Le déni est dans l’ADN de ce système et c’est même l’une de ses caractéristiques. L’objectif est de montrer que la situation est sous contrôle, sous son contrôle alors que la réalité est bien différente. Le régime est toujours présent à Damas grâce au soutien indéfectible de Moscou et de Téhéran et des milices chiites, comme le Hezbollah, qui appuient l’armée, usée après neuf ans de combats. Mais il ne s’agit que d’une apparence de pouvoir car le régime n’est pas convié lorsque des négociations se tiennent pour aborder le règlement de la crise. II était absent des réunions qui se sont tenues à Astana ou Sotchi sous l’égide des Russes, des Turcs et des Iraniens, et Poutine se permet de convoquer le président syrien sur sa base militaire à Hmeimim (décembre 2017) ou encore le rencontre dans un centre de commandement de l’armée russe à Damas en janvier dernier. La souveraineté syrienne n’existe plus car le pouvoir est, plus que jamais, dépendant des Russes et des Iraniens.

Dans ce contexte, Assad peut-il être un interlocuteur utile ?

Le regard des pays européens et des États-Unis sur le conflit syrien a changé à partir de l’émergence de l’organisation Etat islamique (OEI). Tous leurs efforts ont alors été mobilisés pour lutter contre ce fléau au détriment des dynamiques internes syriennes, avec la tentation, pour certains, de reprendre langue avec Assad pour lutter contre l’organisation radicale. Certains estimaient que le maintien de ce pouvoir était utile, qu’il était « moins pire que l’OEI » et que l’intérêt était d’avoir un interlocuteur avec lequel discuter. L’idée était également défendue selon laquelle le régime contrôlait la situation et était garant de la stabilité.

Mais de quelle stabilité parlons-nous ? La Syrie est détruite, l’économie s’est effondrée, la crise migratoire est toujours un défi pour l’Europe et nous assistons à la pire crise humanitaire du XXIème selon l’ONU. Le déni de Bachar al-Assad s’est doublé du déni des pays occidentaux refusant de voir la réalité, et ce déni nous revient en effet boomerang. Nous sommes face à un vide alors que nous nous accrochions à l’idée qu’il y avait quelque chose.

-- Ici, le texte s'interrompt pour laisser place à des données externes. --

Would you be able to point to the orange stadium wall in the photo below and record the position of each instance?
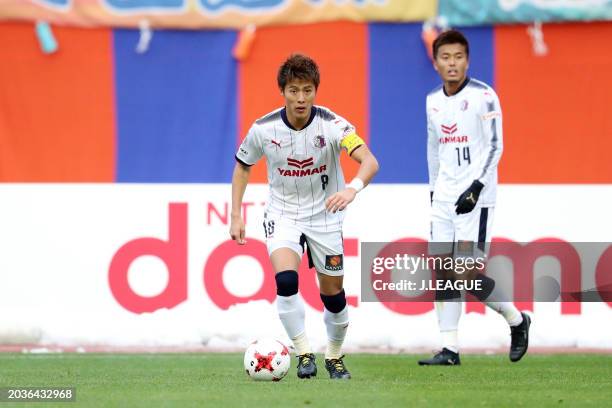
(86, 113)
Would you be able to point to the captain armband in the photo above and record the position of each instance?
(351, 142)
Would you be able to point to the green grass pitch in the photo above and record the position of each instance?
(379, 380)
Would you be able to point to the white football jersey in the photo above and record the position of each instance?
(303, 165)
(465, 141)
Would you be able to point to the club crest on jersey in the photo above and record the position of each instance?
(333, 262)
(319, 141)
(300, 164)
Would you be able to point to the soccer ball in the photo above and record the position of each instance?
(267, 360)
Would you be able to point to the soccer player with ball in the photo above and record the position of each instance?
(464, 129)
(302, 144)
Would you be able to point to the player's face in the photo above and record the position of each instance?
(299, 96)
(451, 63)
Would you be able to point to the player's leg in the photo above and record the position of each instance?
(327, 253)
(448, 303)
(283, 242)
(476, 226)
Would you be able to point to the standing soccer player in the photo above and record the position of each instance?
(302, 144)
(464, 130)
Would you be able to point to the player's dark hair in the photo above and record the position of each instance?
(450, 37)
(298, 66)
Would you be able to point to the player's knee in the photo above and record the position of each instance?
(446, 294)
(487, 286)
(286, 283)
(334, 303)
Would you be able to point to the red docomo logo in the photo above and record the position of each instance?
(173, 252)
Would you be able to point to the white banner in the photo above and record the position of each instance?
(145, 265)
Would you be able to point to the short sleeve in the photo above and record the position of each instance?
(250, 150)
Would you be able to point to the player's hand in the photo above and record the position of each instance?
(340, 200)
(237, 230)
(467, 201)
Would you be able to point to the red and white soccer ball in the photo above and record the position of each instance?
(267, 360)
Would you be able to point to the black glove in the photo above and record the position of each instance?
(467, 201)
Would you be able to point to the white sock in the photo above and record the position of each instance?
(291, 312)
(448, 320)
(337, 325)
(508, 311)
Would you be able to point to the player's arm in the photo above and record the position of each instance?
(433, 159)
(368, 167)
(491, 127)
(240, 180)
(492, 132)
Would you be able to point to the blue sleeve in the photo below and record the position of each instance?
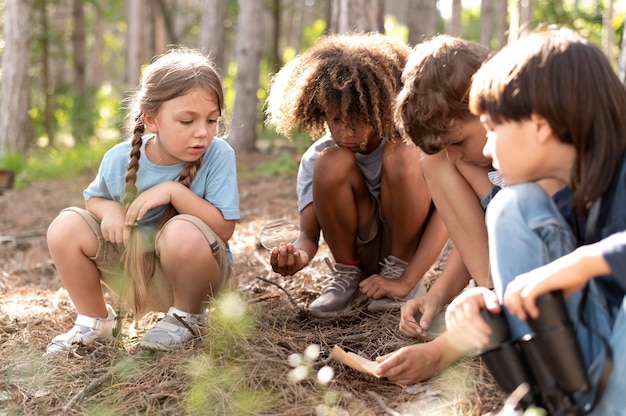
(219, 179)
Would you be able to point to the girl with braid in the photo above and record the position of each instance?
(158, 214)
(359, 184)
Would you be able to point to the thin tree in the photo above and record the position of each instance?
(423, 17)
(249, 49)
(213, 32)
(455, 22)
(357, 15)
(486, 22)
(621, 62)
(15, 128)
(135, 41)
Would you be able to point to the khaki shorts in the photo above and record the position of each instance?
(160, 296)
(373, 241)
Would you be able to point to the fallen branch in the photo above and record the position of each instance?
(93, 385)
(382, 404)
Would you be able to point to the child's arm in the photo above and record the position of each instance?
(568, 273)
(111, 215)
(418, 313)
(185, 201)
(430, 246)
(288, 259)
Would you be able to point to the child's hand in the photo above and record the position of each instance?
(569, 273)
(377, 286)
(156, 196)
(112, 226)
(463, 316)
(287, 260)
(417, 314)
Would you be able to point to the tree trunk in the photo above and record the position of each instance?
(422, 20)
(15, 129)
(213, 32)
(357, 15)
(82, 110)
(97, 67)
(526, 17)
(621, 63)
(501, 15)
(455, 20)
(486, 22)
(608, 34)
(249, 48)
(135, 41)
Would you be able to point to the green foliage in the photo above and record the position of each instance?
(218, 377)
(50, 163)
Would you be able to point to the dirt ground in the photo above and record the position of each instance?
(34, 307)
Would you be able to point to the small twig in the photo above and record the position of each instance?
(93, 385)
(388, 410)
(269, 268)
(293, 301)
(185, 324)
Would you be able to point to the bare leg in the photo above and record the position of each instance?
(457, 189)
(188, 264)
(405, 200)
(71, 243)
(342, 201)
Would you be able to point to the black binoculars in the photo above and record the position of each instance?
(548, 359)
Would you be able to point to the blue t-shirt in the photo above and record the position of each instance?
(215, 181)
(370, 166)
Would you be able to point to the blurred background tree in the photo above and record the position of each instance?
(67, 64)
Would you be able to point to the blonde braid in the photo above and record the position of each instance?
(139, 261)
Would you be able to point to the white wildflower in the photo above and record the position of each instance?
(294, 360)
(298, 374)
(325, 375)
(312, 352)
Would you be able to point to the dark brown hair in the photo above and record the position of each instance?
(436, 80)
(357, 75)
(562, 77)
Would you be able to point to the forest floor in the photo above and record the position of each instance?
(248, 374)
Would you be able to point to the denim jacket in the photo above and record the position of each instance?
(612, 233)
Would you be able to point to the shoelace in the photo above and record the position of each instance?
(336, 281)
(390, 269)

Force est de constater que la stratégie occidentale n’a pas permis le retour du calme et de la stabilité. Le régime refuse toute négociation et n’a de cesse de lutter contre ses opposants qu’il a repoussés au fur et à mesure des années dans l’enclave d’Idlib. Aujourd’hui, c’est cette dernière région qui est visée par les bombardements et, tout particulièrement, la population civile afin de la faire partir du territoire. Le président syrien n’a-t-il pas déclaré à l’été 2017, lors de l’inauguration de la Foire de Damas, qu’avec le départ des exilés, « la société est devenue plus saine et plus homogène ». Ce qui ressemble à du nettoyage ethnique assumé. Bachar al-Assad a également publié des décrets privant les exilés de leurs biens.

Est-ce un interlocuteur avec lequel négocier et si oui que négocier ? La crise migratoire va se poursuivre en raison de la violence des combats à Idlib, mettant sous pression la Turquie et l’Europe. De plus, cette région est la plus exposée au virus car les infrastructures de soin sont systématiquement détruites et la population jetée sur les routes pour fuir les bombardements. L’OMS annonce que le dépistage commencera dans quelques jours à Idlib car la population est particulièrement vulnérable. Le cessez-le-feu négocié par les Russes et les Turcs, qui apporte un répit depuis quelques jours, devrait être prolongé mais il sera probablement violé à terme et la population civile continuera à payer un lourd tribut face à un régime qui ne pense qu’à sa survie quel que soit le prix à payer.